Title: Tutorial 5: Variable inspection, profiling and optimization

Variable inspection, profiling and optimization

Profiling

To illustrate the Gepura development tools (in particular, the Quasar Redshift IDE), we will construct a random signal of length 64 and apply an averaging filter (for example, [0.2, 0.2, 0.2, 0.2, 0.2]) iteratively (1000 times) to the signal. Compare the run times for different signal lengths and check the GPU usage.

function [] = main()
    
    % number of iterations
    num_iter = 1000
    
    % define signal
    length = 64
    sig = rand(length)
    
    % define averaging filter (assumed to be of odd size)
    N = 2
    mask = ones(2*N+1,1)/(2*N+1)
    
    tic()
    for i=0..num_iter-1
        % filter the signal
        sig_new = zeros(size(sig))
        for m=0..length-1
            for k=-N..N
                sig_new[m] += mask[N+k] * sig[mirror_ext(m+k,length)]
            end
        end
    end
    toc()

    % show the filtered signal
    plot(sig_new)    
end 

Instead of just using tic-toc measurements we can get more detailed information about the execution time use the integrated profiler. Therefore, instead of running the program using the default ‘Run’ button, use the ‘Start Profiling’ option under the Profile menu. The IDE also shows the execution time at code level: The G-symbol indicates that this code line is executed at the GPU.

Profiler

We will use the profiling result to isolate the highest priority bottleneck (in the kernel summary of the profiling result). Based on the observation that kernel opt_apply_mosaic clearly forms a bottleneck, we investigate the code and make the necessary changes to accelerate the algorithm. As it turns out, this kernel allocates a block of memory that it doesn’t really use (mask).

Profiler

Therefore, the critical part of the code can be replaced by:

% define averaging filter (assumed to be of odd size)
N = 2

tic()
for i=0..num_iter-1
    % filter the signal
    sig_new = zeros(size(sig))
    for m=0..length-1
        for k=-N..N
            sig_new[m] += sig[mirror_ext(m+k,length)]
        end
    end
% normalization
sig_new /= (2*N+1)
end
toc()

Variable inspection

In order to explain the variable inspection in the Redshift IDE we will use the following code:

function [] = main()
    mask=[[1,2],[2,3]] %mosaic mask
    y = imread("image_mosaic.png")
    [M,N,K] = size(y)
    x_o = zeros(size(y))
    x_f = zeros(size(y))
    
    % display the raw mosaic data
    fig1=imshow(y)
    title("raw input data")
    
    % POCS algorithm
    tic()
    max_iteration=100
    for iteration = 1..max_iteration
        %this implementation swaps between using x_o and x_f as buffer
        %force data consistency
        parallel_do([M,N],x_o,y,mask,apply_mosaic)
        %force smoothness
        parallel_do([M,N],x_f,x_o,low_pass_filter)
        %force data consistency
        parallel_do([M,N],x_f,y,mask,apply_mosaic)
        %force smoothness
        parallel_do([M,N],x_o,x_f,low_pass_filter)
    end
    toc()
    
    %display the output
    fig2=imshow(x_o)
    title("full color image")
end

This program takes the raw input from a digital camera and constructs a full color image from it in an iterative fashion. The full program source code can be accessed here.

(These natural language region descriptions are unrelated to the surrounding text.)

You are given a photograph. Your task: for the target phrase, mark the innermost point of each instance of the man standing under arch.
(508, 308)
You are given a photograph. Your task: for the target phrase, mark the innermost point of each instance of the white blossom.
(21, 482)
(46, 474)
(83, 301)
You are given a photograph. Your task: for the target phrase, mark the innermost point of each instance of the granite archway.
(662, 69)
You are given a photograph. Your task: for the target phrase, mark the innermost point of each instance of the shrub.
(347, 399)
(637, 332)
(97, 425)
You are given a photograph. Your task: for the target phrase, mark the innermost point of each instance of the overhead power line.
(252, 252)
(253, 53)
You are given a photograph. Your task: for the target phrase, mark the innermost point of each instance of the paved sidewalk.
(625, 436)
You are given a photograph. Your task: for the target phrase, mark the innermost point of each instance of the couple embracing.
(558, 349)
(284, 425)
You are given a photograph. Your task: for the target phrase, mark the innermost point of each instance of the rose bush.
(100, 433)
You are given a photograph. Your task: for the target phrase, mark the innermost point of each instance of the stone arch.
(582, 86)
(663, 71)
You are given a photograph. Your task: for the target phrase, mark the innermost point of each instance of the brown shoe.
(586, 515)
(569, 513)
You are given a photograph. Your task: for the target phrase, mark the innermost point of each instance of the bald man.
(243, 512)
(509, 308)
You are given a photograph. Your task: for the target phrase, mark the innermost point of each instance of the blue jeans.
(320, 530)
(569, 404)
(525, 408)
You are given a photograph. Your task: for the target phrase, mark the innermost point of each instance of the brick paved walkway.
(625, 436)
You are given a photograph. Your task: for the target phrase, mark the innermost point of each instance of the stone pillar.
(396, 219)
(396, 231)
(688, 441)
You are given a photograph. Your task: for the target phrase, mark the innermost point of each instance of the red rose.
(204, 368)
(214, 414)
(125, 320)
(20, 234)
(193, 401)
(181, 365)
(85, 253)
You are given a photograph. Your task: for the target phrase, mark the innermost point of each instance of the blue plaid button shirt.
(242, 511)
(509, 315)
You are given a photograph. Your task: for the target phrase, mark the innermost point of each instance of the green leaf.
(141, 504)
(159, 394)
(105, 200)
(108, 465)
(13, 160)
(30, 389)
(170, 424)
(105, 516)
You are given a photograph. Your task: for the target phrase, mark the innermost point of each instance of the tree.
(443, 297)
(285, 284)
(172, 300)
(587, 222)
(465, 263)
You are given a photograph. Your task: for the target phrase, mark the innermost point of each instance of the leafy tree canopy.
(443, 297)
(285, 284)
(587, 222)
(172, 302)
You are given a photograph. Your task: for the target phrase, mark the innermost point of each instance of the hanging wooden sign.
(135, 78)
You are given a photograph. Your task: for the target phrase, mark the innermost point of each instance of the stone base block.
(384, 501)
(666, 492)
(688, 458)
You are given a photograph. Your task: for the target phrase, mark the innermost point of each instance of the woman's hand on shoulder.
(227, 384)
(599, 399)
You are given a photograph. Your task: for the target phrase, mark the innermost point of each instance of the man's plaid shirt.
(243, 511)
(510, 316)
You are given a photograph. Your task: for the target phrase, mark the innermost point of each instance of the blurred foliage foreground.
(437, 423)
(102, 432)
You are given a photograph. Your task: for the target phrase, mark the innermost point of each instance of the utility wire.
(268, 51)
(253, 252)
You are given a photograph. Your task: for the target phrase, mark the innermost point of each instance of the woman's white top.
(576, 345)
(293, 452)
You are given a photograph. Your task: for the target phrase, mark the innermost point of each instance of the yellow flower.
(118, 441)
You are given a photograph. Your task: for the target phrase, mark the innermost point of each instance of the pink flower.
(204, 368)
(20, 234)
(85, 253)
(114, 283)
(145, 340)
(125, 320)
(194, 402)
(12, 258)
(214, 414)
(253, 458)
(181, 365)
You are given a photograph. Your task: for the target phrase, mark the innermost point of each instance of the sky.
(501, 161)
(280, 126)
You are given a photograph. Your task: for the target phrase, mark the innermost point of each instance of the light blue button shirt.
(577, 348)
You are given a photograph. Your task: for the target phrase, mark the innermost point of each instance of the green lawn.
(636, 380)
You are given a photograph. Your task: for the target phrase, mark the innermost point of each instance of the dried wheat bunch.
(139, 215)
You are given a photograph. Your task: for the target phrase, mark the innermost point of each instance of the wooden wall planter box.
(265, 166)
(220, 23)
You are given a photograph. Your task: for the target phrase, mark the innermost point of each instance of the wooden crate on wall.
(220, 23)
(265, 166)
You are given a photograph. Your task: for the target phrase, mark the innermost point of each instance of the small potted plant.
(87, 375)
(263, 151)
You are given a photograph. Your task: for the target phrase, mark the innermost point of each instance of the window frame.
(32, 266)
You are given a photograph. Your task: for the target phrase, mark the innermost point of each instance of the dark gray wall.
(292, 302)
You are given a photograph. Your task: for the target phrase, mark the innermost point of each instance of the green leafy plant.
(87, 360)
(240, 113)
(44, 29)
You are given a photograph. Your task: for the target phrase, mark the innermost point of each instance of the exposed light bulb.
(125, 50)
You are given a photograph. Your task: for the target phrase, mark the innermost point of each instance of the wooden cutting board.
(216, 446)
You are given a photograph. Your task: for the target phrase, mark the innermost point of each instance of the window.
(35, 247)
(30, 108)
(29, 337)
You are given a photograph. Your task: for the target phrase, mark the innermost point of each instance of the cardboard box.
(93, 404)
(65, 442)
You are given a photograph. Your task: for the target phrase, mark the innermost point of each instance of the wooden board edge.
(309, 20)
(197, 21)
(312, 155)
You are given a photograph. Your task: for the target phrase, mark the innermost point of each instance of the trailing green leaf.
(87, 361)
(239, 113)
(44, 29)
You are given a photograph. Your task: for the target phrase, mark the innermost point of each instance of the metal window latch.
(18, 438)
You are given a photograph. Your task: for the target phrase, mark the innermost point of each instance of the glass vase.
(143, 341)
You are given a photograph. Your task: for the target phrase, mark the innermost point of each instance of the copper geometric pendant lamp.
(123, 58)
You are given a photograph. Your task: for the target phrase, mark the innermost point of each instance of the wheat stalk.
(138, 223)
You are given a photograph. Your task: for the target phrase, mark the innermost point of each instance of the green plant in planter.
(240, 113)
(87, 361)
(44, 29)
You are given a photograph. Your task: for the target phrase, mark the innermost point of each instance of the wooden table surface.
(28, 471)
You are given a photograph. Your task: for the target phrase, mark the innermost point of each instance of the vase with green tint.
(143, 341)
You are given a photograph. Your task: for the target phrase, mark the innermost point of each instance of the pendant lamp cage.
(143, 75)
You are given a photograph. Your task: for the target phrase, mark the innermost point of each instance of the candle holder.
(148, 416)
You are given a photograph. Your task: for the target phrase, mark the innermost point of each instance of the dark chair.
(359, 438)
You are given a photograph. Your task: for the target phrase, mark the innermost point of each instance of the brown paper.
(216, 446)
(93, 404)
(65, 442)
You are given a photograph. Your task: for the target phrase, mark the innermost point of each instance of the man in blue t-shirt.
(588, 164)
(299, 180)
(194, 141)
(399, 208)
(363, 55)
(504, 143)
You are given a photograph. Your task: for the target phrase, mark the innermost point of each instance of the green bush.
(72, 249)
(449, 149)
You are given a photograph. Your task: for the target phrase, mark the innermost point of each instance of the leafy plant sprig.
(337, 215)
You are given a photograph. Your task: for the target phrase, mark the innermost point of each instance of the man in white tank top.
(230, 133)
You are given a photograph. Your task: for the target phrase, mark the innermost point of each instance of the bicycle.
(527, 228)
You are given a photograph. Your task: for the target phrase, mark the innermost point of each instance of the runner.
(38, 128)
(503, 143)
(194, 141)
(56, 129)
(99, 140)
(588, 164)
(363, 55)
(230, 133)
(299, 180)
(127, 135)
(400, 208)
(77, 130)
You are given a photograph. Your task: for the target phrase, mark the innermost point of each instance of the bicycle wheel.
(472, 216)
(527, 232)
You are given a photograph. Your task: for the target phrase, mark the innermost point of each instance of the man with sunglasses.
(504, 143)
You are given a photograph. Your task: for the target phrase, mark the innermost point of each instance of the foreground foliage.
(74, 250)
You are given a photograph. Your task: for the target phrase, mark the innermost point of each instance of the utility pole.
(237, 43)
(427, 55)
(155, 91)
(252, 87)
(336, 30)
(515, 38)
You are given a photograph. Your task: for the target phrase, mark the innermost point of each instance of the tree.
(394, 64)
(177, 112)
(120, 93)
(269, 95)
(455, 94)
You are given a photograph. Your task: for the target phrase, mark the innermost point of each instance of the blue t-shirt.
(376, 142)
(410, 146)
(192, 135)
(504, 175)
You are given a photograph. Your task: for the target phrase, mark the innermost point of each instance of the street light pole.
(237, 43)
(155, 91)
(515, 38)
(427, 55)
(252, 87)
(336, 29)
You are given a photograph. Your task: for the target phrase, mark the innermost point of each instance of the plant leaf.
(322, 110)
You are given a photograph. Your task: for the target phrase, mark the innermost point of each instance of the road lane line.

The current number of iterations is hard coded to a value that is far too high. By using the debugger we can investigate the evolution of the output x_o variable. First we set a breakpoint inside the loop. Once we the debugger breaks, we set a watch on the variable of interest (right click the variable name and click “add watch”). Then we click the red “probe” button in the data window to see live updates.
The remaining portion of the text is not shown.